Au lieu de marcher droit aux Persans, de leur couper les communications et les vivres, de les écraser sous le nombre ou de les faire périr de disette dans un pays qui lui était inconnu, cette multitude ne songea qu’à se couvrir par des retranchements de six lieues d’étendue ; aussi ce fut le petite armée Persane qui assiégea la grande, l’affama et la détruisit en détail. Mohammed-Schah semblait n’avoir fait parade de sa vaine grandeur que pour en faire hommage à des brigands aguerris. Il vint se rendre à Nadir, qui lui parla en maître et le traita en sujet.
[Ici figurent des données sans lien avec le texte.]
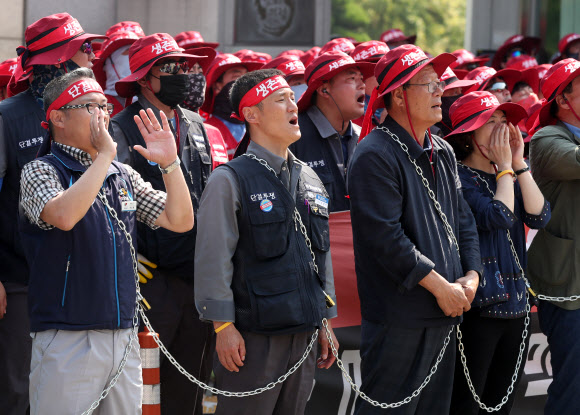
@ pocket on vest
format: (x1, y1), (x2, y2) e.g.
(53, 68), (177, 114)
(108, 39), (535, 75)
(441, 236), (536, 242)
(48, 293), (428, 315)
(250, 273), (304, 329)
(309, 208), (330, 252)
(248, 205), (288, 259)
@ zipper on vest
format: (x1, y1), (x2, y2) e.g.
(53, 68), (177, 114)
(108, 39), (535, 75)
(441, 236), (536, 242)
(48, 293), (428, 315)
(61, 255), (71, 307)
(293, 228), (316, 324)
(104, 207), (121, 328)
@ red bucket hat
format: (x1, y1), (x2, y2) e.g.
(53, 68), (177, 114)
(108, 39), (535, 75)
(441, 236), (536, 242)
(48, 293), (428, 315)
(351, 41), (389, 63)
(319, 38), (356, 55)
(537, 59), (580, 127)
(449, 49), (488, 70)
(380, 29), (416, 46)
(182, 47), (217, 73)
(11, 13), (106, 90)
(174, 31), (219, 49)
(262, 55), (305, 77)
(491, 35), (541, 69)
(277, 49), (305, 59)
(301, 46), (320, 67)
(558, 33), (580, 54)
(505, 54), (538, 71)
(519, 63), (551, 95)
(296, 51), (375, 112)
(358, 45), (456, 139)
(463, 66), (521, 94)
(440, 67), (478, 91)
(446, 91), (528, 138)
(0, 59), (17, 87)
(201, 54), (263, 113)
(233, 49), (272, 64)
(115, 33), (208, 98)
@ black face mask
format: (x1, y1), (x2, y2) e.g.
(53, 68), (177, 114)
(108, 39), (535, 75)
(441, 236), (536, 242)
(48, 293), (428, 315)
(182, 73), (206, 112)
(440, 95), (461, 135)
(213, 81), (243, 124)
(154, 74), (189, 108)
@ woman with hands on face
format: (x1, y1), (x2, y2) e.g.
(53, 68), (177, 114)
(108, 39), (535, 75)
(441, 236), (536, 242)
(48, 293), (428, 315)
(445, 91), (550, 415)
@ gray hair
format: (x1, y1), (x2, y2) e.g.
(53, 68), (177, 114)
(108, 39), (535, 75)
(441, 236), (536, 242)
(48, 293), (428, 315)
(43, 67), (96, 113)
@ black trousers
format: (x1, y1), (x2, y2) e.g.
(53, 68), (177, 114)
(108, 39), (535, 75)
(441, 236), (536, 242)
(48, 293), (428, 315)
(0, 282), (31, 415)
(139, 269), (214, 415)
(214, 330), (316, 415)
(450, 311), (529, 415)
(354, 320), (456, 415)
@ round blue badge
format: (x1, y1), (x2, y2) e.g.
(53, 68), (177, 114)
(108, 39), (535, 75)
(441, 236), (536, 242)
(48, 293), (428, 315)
(260, 199), (273, 212)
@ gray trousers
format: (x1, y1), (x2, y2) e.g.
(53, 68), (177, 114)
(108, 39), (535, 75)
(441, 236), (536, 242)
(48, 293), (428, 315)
(29, 328), (142, 415)
(0, 282), (31, 415)
(214, 330), (317, 415)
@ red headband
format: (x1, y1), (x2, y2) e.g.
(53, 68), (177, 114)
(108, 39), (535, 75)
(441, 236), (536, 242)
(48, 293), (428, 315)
(42, 78), (104, 129)
(231, 75), (290, 121)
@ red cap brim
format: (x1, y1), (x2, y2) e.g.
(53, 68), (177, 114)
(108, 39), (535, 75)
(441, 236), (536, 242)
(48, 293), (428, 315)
(25, 33), (107, 67)
(446, 102), (528, 138)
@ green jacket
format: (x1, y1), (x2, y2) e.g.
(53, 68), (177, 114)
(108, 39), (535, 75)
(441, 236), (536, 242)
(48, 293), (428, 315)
(529, 121), (580, 309)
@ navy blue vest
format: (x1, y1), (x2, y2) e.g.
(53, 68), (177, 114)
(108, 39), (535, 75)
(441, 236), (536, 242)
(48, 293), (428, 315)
(19, 143), (138, 332)
(225, 156), (330, 335)
(111, 102), (211, 281)
(290, 112), (350, 212)
(0, 90), (46, 285)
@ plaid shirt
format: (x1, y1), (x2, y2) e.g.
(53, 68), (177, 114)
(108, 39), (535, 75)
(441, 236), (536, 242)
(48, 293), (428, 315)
(20, 143), (166, 231)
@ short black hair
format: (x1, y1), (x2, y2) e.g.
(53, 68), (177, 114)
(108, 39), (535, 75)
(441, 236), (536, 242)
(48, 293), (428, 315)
(550, 80), (574, 119)
(446, 132), (474, 161)
(43, 67), (96, 135)
(512, 81), (531, 94)
(383, 92), (392, 110)
(229, 68), (285, 119)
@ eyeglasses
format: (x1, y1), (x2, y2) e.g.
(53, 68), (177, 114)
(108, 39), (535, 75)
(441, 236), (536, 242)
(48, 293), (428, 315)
(60, 102), (114, 115)
(80, 42), (93, 55)
(406, 80), (445, 93)
(155, 61), (189, 75)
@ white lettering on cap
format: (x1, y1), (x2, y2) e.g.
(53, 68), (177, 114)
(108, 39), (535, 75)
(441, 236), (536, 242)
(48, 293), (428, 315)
(384, 29), (404, 42)
(151, 39), (179, 55)
(284, 61), (304, 72)
(475, 68), (496, 85)
(8, 64), (16, 74)
(481, 96), (500, 107)
(328, 58), (350, 71)
(401, 50), (427, 66)
(63, 20), (82, 36)
(219, 57), (239, 66)
(564, 61), (580, 73)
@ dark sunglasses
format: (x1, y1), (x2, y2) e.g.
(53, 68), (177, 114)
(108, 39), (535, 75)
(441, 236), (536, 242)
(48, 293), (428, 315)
(80, 42), (93, 55)
(155, 61), (189, 75)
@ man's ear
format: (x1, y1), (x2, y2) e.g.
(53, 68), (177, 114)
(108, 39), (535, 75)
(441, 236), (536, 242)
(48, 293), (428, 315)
(243, 106), (259, 125)
(391, 86), (405, 108)
(316, 84), (329, 97)
(136, 76), (148, 89)
(50, 108), (66, 129)
(556, 94), (570, 111)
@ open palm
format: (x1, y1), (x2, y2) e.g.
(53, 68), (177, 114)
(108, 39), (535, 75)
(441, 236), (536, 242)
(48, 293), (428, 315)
(133, 108), (178, 168)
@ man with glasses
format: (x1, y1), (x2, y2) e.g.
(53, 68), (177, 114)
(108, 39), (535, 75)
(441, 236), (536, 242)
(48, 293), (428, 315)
(19, 67), (193, 414)
(349, 45), (481, 414)
(0, 13), (104, 415)
(110, 33), (216, 415)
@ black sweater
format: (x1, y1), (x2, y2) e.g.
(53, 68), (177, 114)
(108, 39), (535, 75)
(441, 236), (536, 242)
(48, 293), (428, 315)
(348, 116), (482, 328)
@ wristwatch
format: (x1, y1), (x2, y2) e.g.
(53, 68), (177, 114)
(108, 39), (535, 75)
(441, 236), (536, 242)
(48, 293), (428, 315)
(158, 157), (180, 174)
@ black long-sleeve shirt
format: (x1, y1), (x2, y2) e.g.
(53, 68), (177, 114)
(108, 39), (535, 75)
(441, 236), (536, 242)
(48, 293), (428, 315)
(348, 116), (482, 328)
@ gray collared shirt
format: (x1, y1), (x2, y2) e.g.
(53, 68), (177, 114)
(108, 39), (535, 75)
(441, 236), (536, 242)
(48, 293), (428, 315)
(194, 141), (336, 322)
(306, 106), (359, 180)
Dehli, ville alors plus grande et plus peuplée que Paris et Londres, vit entrer en triomphe dans son sein ce chef de Turcomans, traînant à sa suite le descendant d’Akbar et de Timour (1738).
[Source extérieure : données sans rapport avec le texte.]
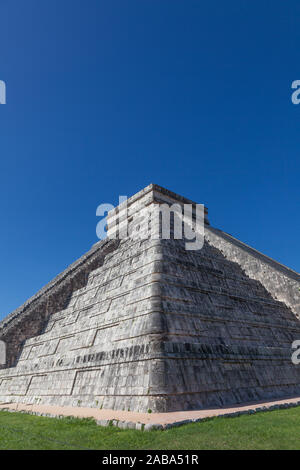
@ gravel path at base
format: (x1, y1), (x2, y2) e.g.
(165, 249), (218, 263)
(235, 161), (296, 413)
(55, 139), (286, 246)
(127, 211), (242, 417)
(1, 396), (300, 425)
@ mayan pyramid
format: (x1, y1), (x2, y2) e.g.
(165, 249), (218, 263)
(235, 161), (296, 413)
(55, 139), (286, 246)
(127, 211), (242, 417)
(0, 184), (300, 413)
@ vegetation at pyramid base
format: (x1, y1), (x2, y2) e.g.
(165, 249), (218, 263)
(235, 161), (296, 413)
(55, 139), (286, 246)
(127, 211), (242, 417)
(1, 407), (300, 450)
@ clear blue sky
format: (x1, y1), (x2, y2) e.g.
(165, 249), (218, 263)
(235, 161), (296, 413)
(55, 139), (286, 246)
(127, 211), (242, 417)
(0, 0), (299, 320)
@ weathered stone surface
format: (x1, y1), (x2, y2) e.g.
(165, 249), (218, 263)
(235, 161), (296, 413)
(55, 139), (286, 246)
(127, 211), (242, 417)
(144, 423), (163, 431)
(0, 184), (299, 412)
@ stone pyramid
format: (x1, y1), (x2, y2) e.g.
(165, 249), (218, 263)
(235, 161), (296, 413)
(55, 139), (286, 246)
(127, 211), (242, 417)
(0, 184), (300, 413)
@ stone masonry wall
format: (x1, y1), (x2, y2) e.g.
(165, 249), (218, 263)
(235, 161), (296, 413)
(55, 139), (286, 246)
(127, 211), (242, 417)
(0, 238), (119, 368)
(0, 185), (299, 412)
(205, 227), (300, 317)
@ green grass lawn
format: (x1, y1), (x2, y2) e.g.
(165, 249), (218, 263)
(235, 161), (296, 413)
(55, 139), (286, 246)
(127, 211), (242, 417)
(1, 407), (300, 450)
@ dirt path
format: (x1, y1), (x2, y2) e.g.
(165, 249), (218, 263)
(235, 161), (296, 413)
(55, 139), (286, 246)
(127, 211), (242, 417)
(1, 395), (300, 425)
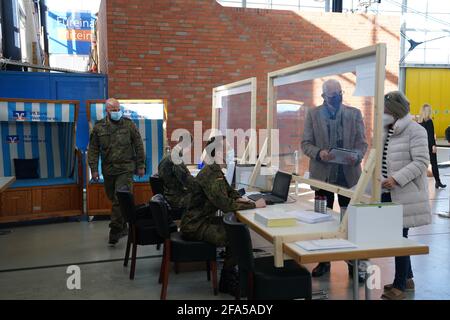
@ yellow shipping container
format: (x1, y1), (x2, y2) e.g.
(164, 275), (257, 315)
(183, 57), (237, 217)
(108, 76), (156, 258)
(406, 68), (450, 138)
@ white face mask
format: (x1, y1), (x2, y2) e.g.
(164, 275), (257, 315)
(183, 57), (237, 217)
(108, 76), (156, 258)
(383, 113), (395, 126)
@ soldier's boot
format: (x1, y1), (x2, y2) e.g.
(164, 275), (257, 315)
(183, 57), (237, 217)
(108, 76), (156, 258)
(219, 267), (240, 296)
(109, 228), (123, 246)
(219, 268), (231, 294)
(120, 226), (128, 238)
(121, 223), (128, 238)
(109, 226), (128, 246)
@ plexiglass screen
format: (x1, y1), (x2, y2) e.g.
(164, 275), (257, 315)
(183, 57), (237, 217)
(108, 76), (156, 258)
(216, 85), (252, 132)
(272, 55), (376, 191)
(214, 84), (253, 159)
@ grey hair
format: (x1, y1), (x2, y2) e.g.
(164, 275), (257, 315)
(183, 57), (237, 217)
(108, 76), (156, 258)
(322, 79), (342, 95)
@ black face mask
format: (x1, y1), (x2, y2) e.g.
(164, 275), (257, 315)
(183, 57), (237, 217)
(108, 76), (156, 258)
(326, 94), (342, 110)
Peu après, sous prétexte d’une conspiration mogole, Nadir mit froidement la ville à feu et à sang. Le pillage de tous les palais le rendit maître d’un butin qu’on estime à quinze cents millions de notre monnaie, puis, gorgé d’or et de massacre, il reprit après un court séjour le chemin de ses États, auxquels il annexa le Kachemir, le Caboul et le Moultah.

Sn quittant l’Inde, il avait solennellement replacé sur le trône le pusillanime monarque qu’il en avait si aisément précipité. La majesté impériale, avilie dans Mohammed, ne se releva point. L’empereur ne fut plus qu’un véritable mannequin, prisonnier d’un ministre, et que les partis déposèrent en lui crevant les yeux, pour élever au trône quelque enfant de la même race infortunée.

Né quelquefois dàns une prison, celui-ci ne tardait pas à y retourner, privé de la vue, après un règne nominal de quelques mois, rarement de quelques années, pour faire place à une nouvelle victime[1]. Pendant cette existence éphémère, ce descendant d’Une suite de conquérante n’était occupé qu’à vendre au plus offrant les provinces que lui enlevait la révolte ou qui ne lui rapportaient plus que des tributs contestés ou inexactement payés. Et ces investitures étaient une source toujours croissante de guerres civiles entre les soubabs, nababs et autres chefs musulmans ou indigènes qui se les disputaient. « Chaque prétendant levait des soldats : qui avait de l’argent avait une armée ;

  1. V. Jacquemont, Journal, t. Ier, p. 499.